Já por diversas vezes foi mote nestas páginas a defesa do princípio de que, mais do que qualquer outra vertente ou válido conceito, a recuperação dos centros das cidades, das chamadas zonas históricas (no seu sentido lato), só faz sentido, só terá impacto e sucesso, se as pessoas voltarem a viver (e a conviver) nesses espaços urbanos. São os casos concretos aveirenses da Rua Direita e suas envolventes, da zona do Alboi, do bairro da Beira Mar e, obviamente, da cada vez mais desertificada Avenida.

Podemos falar do “estado de alma” do chamado comércio tradicional que proliferou durante muitas décadas nestas zonas dos centros urbanos, umas mais típicas, outras mais históricas; podemos acrescentar a esta anterior vertente a maior ou menor quantidade de oferta de serviços (públicos ou privados) e as suas interferências nestes espaços; podemos falar sobre os impactos, positivos ou negativos, do crescimento (em muitos casos excessivos) do turismo local que tem sido relevante para a estagnação de muito do edificado mas que traz alguns problemas à descaracterização social destes centros; podemos, também, abordar a problemática (porque é, de facto, um problema) da reabilitação urbana e do espaço público; podemos, por último, avaliar os impactos que medidas e projectos de socialização, mais ou menos esporádicos e pontuais, possam ter na revitalização dos centros urbanos; mas a verdade é que sem as pessoas, principalmente, sem as pessoas voltarem a habitar e a dar vida, diária e permanente, a estas zonas emblemáticas das identidades das cidades, tudo não passará de exercícios pontuais, esporádicos, ou de medidas de cosmética.

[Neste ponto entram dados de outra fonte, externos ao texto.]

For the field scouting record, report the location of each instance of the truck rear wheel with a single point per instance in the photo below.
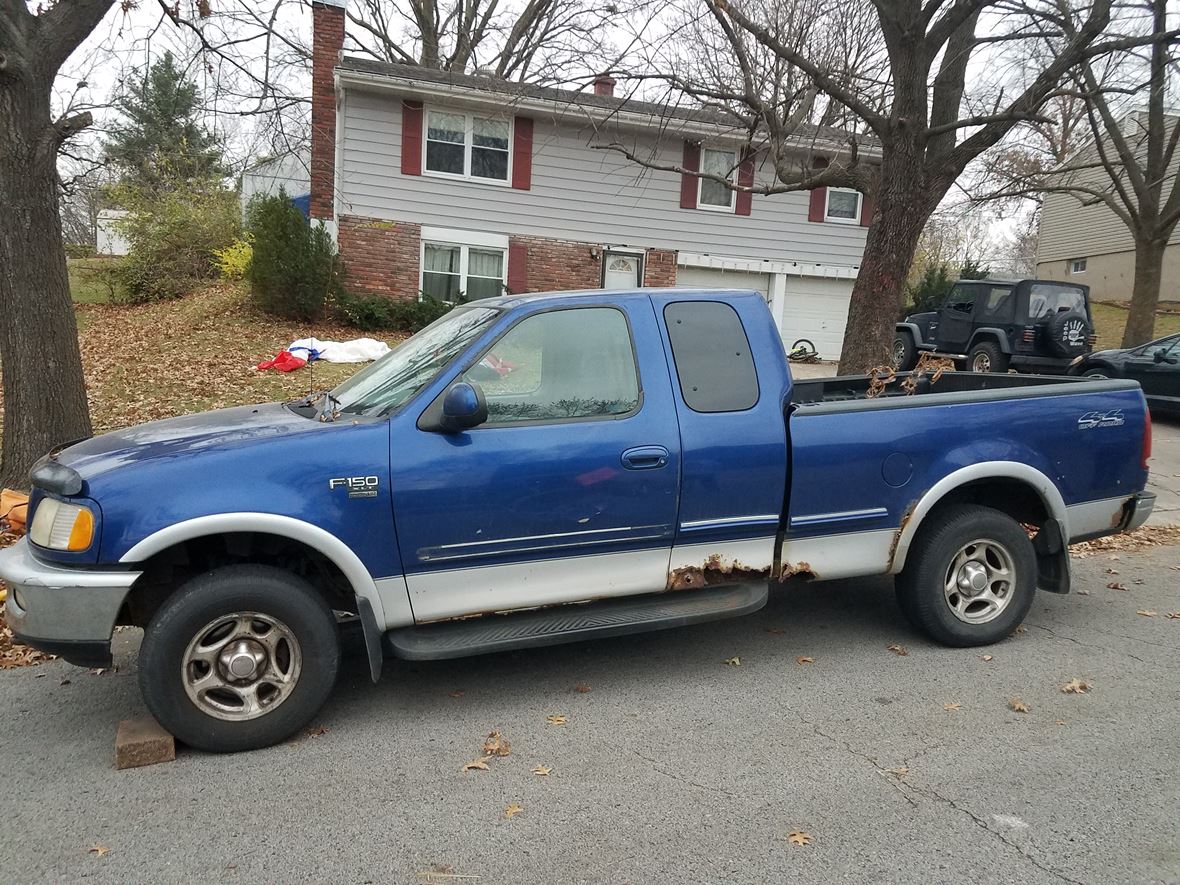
(238, 659)
(970, 577)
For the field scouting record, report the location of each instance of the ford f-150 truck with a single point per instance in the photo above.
(549, 467)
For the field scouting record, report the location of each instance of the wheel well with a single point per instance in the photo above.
(164, 571)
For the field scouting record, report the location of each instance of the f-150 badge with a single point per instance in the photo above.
(356, 486)
(1101, 419)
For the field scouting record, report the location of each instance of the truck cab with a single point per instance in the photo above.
(1040, 326)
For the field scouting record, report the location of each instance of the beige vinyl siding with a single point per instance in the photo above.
(577, 194)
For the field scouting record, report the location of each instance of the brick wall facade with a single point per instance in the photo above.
(328, 38)
(381, 257)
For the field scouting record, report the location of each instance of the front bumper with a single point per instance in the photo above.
(61, 610)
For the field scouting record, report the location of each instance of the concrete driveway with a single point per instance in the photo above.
(673, 767)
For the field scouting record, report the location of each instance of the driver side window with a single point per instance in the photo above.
(561, 365)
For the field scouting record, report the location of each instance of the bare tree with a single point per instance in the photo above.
(908, 96)
(1120, 155)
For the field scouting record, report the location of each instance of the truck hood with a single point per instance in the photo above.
(205, 431)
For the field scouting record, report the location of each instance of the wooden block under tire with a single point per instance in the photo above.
(142, 741)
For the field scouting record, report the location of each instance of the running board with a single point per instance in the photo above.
(574, 622)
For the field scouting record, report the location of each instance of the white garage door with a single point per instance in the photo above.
(718, 279)
(815, 308)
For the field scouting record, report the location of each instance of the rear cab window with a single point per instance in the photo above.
(712, 355)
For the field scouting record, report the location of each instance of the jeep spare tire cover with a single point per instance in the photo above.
(1067, 333)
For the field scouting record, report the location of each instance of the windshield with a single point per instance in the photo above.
(413, 364)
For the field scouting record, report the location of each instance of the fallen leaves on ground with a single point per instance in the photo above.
(1148, 536)
(497, 745)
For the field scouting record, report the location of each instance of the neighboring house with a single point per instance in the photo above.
(109, 237)
(451, 184)
(268, 176)
(1090, 244)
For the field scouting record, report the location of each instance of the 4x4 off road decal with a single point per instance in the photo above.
(356, 486)
(1101, 419)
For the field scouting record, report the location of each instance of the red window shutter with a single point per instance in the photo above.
(522, 152)
(690, 163)
(518, 267)
(818, 204)
(745, 200)
(866, 210)
(411, 137)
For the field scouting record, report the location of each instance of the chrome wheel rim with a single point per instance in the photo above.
(979, 582)
(241, 666)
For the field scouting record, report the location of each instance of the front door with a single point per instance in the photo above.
(569, 491)
(622, 270)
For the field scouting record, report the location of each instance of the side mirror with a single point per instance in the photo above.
(460, 407)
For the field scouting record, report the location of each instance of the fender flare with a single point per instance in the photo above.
(325, 542)
(1044, 487)
(990, 332)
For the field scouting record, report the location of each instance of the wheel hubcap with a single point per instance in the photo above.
(981, 581)
(241, 666)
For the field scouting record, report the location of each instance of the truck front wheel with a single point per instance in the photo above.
(970, 577)
(238, 659)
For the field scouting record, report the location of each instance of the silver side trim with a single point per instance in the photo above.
(839, 517)
(456, 592)
(387, 608)
(727, 522)
(987, 470)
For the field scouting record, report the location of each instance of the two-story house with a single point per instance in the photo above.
(446, 184)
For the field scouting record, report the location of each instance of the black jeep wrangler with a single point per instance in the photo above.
(1038, 326)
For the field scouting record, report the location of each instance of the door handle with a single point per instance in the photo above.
(644, 457)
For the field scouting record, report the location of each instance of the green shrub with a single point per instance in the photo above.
(294, 270)
(377, 313)
(174, 235)
(234, 260)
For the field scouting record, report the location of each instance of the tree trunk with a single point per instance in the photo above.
(904, 203)
(1146, 293)
(44, 392)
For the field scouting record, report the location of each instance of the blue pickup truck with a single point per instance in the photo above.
(550, 467)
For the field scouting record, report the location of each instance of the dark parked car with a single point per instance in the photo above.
(1154, 365)
(1038, 326)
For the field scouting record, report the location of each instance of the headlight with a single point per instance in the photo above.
(58, 525)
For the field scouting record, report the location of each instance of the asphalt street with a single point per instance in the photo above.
(672, 766)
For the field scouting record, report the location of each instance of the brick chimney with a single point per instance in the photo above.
(327, 41)
(604, 85)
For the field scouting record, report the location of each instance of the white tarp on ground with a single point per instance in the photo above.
(360, 349)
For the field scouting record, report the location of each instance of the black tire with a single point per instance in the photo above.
(989, 355)
(185, 615)
(1068, 333)
(904, 353)
(920, 587)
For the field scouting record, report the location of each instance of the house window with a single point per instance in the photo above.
(454, 271)
(467, 145)
(843, 205)
(715, 195)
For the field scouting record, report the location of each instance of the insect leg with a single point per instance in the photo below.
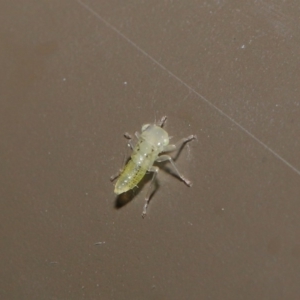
(115, 176)
(147, 199)
(169, 158)
(179, 144)
(129, 137)
(162, 121)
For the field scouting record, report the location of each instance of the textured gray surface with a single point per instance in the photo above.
(76, 75)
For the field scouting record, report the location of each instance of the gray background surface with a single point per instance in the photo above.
(75, 75)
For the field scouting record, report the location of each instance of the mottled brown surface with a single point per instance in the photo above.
(75, 75)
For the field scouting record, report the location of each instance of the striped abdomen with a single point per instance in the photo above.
(141, 160)
(130, 177)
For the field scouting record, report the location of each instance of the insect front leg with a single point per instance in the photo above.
(147, 199)
(115, 176)
(169, 158)
(179, 144)
(129, 137)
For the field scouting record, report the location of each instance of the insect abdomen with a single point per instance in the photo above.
(130, 177)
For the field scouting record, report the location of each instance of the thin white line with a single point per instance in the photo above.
(188, 87)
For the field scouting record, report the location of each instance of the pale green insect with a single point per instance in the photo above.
(151, 142)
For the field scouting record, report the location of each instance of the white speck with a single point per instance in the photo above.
(99, 243)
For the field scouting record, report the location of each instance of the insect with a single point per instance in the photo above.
(152, 141)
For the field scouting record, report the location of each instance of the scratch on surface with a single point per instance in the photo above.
(188, 87)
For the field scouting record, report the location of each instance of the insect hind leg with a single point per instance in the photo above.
(147, 199)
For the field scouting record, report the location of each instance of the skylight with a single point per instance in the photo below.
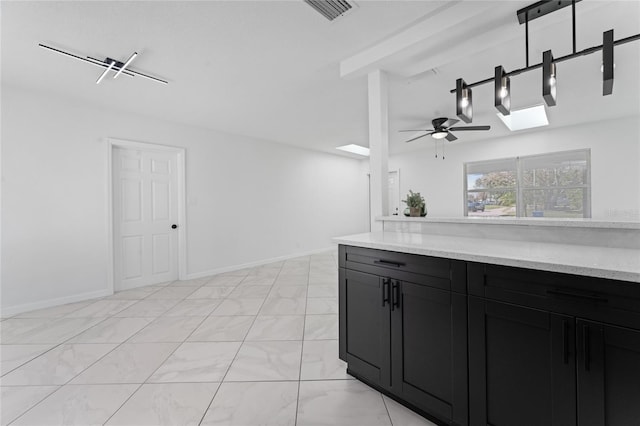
(526, 118)
(355, 149)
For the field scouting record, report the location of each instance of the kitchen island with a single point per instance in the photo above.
(468, 329)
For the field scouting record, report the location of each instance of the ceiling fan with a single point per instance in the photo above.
(442, 129)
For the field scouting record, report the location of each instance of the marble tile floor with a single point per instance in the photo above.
(251, 347)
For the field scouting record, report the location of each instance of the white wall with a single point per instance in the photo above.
(248, 200)
(615, 174)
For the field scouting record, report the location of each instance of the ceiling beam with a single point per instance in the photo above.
(449, 15)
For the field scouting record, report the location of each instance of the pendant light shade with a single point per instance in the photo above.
(548, 78)
(502, 91)
(607, 63)
(464, 102)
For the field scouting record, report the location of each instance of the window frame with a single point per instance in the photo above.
(520, 188)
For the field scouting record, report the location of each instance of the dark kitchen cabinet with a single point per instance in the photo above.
(367, 320)
(403, 329)
(466, 343)
(608, 374)
(521, 366)
(541, 353)
(429, 350)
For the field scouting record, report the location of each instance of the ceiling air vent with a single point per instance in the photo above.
(330, 9)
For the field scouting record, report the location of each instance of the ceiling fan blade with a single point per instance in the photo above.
(457, 129)
(418, 137)
(450, 122)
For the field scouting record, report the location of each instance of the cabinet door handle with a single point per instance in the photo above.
(571, 295)
(585, 347)
(385, 291)
(388, 263)
(565, 341)
(395, 295)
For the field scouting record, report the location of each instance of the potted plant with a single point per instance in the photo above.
(416, 203)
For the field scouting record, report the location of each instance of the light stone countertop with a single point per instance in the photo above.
(603, 262)
(523, 221)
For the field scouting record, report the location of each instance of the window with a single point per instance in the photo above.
(547, 185)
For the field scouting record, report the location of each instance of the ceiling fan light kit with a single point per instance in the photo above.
(501, 79)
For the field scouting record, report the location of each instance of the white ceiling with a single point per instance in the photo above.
(271, 69)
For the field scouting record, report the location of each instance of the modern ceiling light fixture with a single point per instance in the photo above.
(126, 64)
(549, 63)
(607, 63)
(108, 64)
(106, 71)
(502, 91)
(549, 80)
(464, 101)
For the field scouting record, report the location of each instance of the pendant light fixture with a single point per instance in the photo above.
(607, 63)
(501, 79)
(548, 78)
(502, 91)
(464, 101)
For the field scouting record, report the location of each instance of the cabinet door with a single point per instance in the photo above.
(608, 375)
(365, 326)
(521, 366)
(429, 350)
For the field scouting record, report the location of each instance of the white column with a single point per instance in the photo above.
(378, 147)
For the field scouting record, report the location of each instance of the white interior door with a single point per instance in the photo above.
(145, 211)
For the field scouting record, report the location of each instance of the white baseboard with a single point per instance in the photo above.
(15, 310)
(257, 263)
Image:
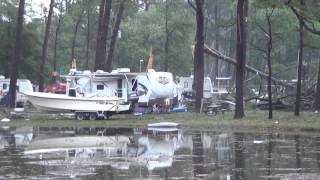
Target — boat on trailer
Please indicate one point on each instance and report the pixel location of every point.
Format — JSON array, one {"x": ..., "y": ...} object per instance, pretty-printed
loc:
[{"x": 90, "y": 95}]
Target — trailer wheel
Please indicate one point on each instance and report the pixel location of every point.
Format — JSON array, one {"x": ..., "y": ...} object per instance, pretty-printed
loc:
[
  {"x": 93, "y": 116},
  {"x": 80, "y": 116}
]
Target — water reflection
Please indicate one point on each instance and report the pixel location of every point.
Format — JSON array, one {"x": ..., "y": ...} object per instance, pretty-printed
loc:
[{"x": 106, "y": 153}]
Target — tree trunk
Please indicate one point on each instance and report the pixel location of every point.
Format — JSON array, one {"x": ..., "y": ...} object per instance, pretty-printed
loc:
[
  {"x": 268, "y": 16},
  {"x": 316, "y": 104},
  {"x": 17, "y": 55},
  {"x": 114, "y": 36},
  {"x": 298, "y": 93},
  {"x": 242, "y": 11},
  {"x": 199, "y": 55},
  {"x": 216, "y": 44},
  {"x": 230, "y": 68},
  {"x": 55, "y": 47},
  {"x": 146, "y": 5},
  {"x": 166, "y": 45},
  {"x": 75, "y": 32},
  {"x": 88, "y": 37},
  {"x": 104, "y": 15},
  {"x": 44, "y": 48},
  {"x": 251, "y": 69}
]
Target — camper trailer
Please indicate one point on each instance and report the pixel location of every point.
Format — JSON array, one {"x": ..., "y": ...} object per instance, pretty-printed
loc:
[{"x": 23, "y": 86}]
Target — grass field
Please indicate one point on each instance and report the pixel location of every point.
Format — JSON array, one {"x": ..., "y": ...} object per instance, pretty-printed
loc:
[{"x": 253, "y": 121}]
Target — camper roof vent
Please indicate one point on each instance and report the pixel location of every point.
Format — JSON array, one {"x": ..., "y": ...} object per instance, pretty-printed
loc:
[
  {"x": 123, "y": 70},
  {"x": 99, "y": 71}
]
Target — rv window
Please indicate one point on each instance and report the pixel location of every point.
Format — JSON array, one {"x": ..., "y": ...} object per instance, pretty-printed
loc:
[
  {"x": 4, "y": 86},
  {"x": 134, "y": 84},
  {"x": 100, "y": 87},
  {"x": 185, "y": 84}
]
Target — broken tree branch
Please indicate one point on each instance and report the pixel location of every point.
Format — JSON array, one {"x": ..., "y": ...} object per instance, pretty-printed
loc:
[{"x": 217, "y": 54}]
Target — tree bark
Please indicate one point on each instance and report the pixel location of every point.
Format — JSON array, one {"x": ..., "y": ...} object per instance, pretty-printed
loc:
[
  {"x": 146, "y": 5},
  {"x": 88, "y": 36},
  {"x": 216, "y": 44},
  {"x": 104, "y": 17},
  {"x": 75, "y": 32},
  {"x": 14, "y": 74},
  {"x": 166, "y": 45},
  {"x": 298, "y": 92},
  {"x": 199, "y": 55},
  {"x": 230, "y": 69},
  {"x": 242, "y": 12},
  {"x": 55, "y": 47},
  {"x": 251, "y": 69},
  {"x": 268, "y": 16},
  {"x": 44, "y": 48},
  {"x": 114, "y": 36},
  {"x": 316, "y": 104},
  {"x": 56, "y": 40}
]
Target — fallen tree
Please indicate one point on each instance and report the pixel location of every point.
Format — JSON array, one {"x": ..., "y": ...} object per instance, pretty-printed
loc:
[{"x": 217, "y": 54}]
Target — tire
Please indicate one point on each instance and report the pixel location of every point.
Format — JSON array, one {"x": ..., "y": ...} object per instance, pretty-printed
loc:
[
  {"x": 93, "y": 116},
  {"x": 80, "y": 116}
]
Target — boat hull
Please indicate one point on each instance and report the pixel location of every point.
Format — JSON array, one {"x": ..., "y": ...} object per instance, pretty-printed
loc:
[{"x": 64, "y": 103}]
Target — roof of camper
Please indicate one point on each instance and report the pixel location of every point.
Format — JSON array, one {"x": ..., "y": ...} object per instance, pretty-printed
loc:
[{"x": 99, "y": 74}]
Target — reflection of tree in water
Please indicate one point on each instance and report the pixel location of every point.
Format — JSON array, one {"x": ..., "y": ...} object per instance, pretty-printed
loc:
[
  {"x": 197, "y": 154},
  {"x": 318, "y": 150},
  {"x": 239, "y": 156},
  {"x": 269, "y": 158},
  {"x": 298, "y": 152}
]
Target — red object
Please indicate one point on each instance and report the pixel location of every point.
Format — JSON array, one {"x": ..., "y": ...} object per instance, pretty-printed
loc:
[{"x": 58, "y": 88}]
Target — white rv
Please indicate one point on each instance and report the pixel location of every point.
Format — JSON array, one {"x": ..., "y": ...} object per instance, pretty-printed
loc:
[
  {"x": 186, "y": 85},
  {"x": 23, "y": 86},
  {"x": 209, "y": 89}
]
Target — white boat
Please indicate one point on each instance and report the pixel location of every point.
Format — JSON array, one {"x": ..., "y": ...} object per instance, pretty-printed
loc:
[
  {"x": 100, "y": 94},
  {"x": 23, "y": 86},
  {"x": 90, "y": 95},
  {"x": 65, "y": 103}
]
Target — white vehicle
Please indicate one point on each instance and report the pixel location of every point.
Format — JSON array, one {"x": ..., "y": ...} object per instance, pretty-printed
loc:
[
  {"x": 157, "y": 88},
  {"x": 90, "y": 95},
  {"x": 23, "y": 86},
  {"x": 209, "y": 89}
]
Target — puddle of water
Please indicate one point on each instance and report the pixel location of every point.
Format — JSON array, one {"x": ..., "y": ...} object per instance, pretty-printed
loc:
[{"x": 106, "y": 153}]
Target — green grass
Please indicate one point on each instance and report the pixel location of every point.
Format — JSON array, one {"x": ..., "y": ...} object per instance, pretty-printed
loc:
[{"x": 253, "y": 121}]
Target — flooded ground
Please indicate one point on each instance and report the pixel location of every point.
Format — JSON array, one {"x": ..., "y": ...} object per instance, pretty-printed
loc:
[{"x": 156, "y": 153}]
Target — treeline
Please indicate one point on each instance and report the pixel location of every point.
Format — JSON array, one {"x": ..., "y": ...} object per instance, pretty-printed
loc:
[{"x": 106, "y": 34}]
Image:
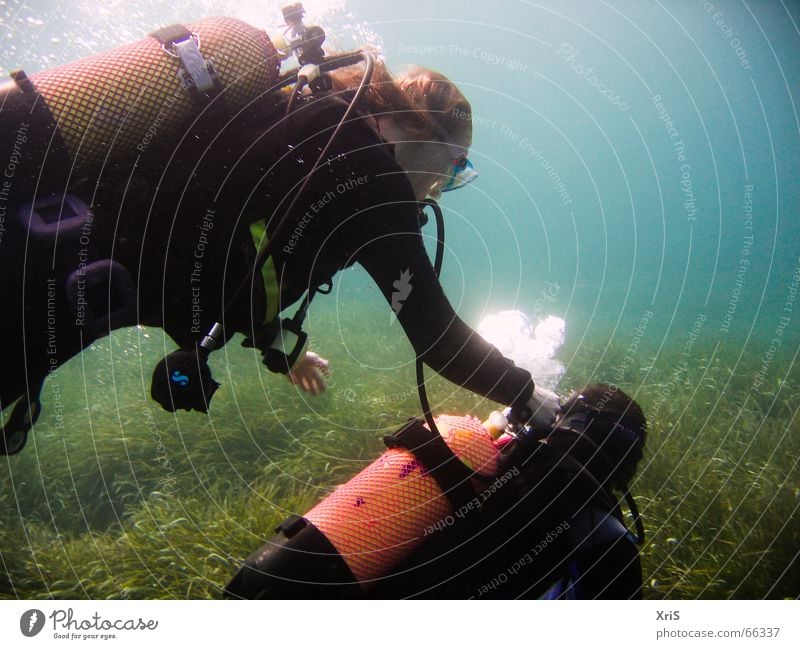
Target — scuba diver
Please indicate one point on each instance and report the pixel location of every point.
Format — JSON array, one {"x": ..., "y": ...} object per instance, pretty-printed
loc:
[
  {"x": 182, "y": 182},
  {"x": 540, "y": 519}
]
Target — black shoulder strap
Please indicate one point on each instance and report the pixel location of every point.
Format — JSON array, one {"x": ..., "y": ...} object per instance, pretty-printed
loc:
[{"x": 450, "y": 473}]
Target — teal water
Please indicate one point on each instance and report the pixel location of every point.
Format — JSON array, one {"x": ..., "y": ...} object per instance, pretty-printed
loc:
[{"x": 638, "y": 177}]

Deste modo, a questão da requalificação urbana tem mais significado e relevância, numa responsabilidade partilhada entre o Poder Local (aplicação de medidas e políticas como os planos urbanos inseridos nos PEDUs e/ou ARUs, no caso concreto de Aveiro os recém aprovados PEDUCA e ARU) e a responsabilidade de cada cidadão, nomeadamente os proprietários de imóveis, investidores e comerciantes. Não basta, a estes últimos exigir que as cidades sejam devolvidas às pessoas se não houver corresponsabilização no seu cuidado, na sua gestão, no seu desenvolvimento.

Será, neste sentido de responsabilidade cívica e de pleno exercício de cidadania, sem que os cidadãos estejam constante e permanentemente à espera ou dependentes dos poderes locais e centrais, que se aguarda por uma iniciativa inédita em Aveiro e que será realizada a 4 de Fevereiro: o Aveiro Soup, sob o lema “Mudara a cidade, Sopa a Sopa”. Este recente exercício pleno de cidadania (que teve a sua origem há seis anos nos Estados Unidos, em Detroit) tem como objectivo a apresentação, num jantar simples e informal, de quatro projectos com impacto na cidade e na sua comunidade (previamente escolhidos por um colectivo de personalidades ligadas às áreas científicas, empresariais, sociais e culturais) que serão avaliados pelos presentes e destes seleccionado/votado um que será implementado.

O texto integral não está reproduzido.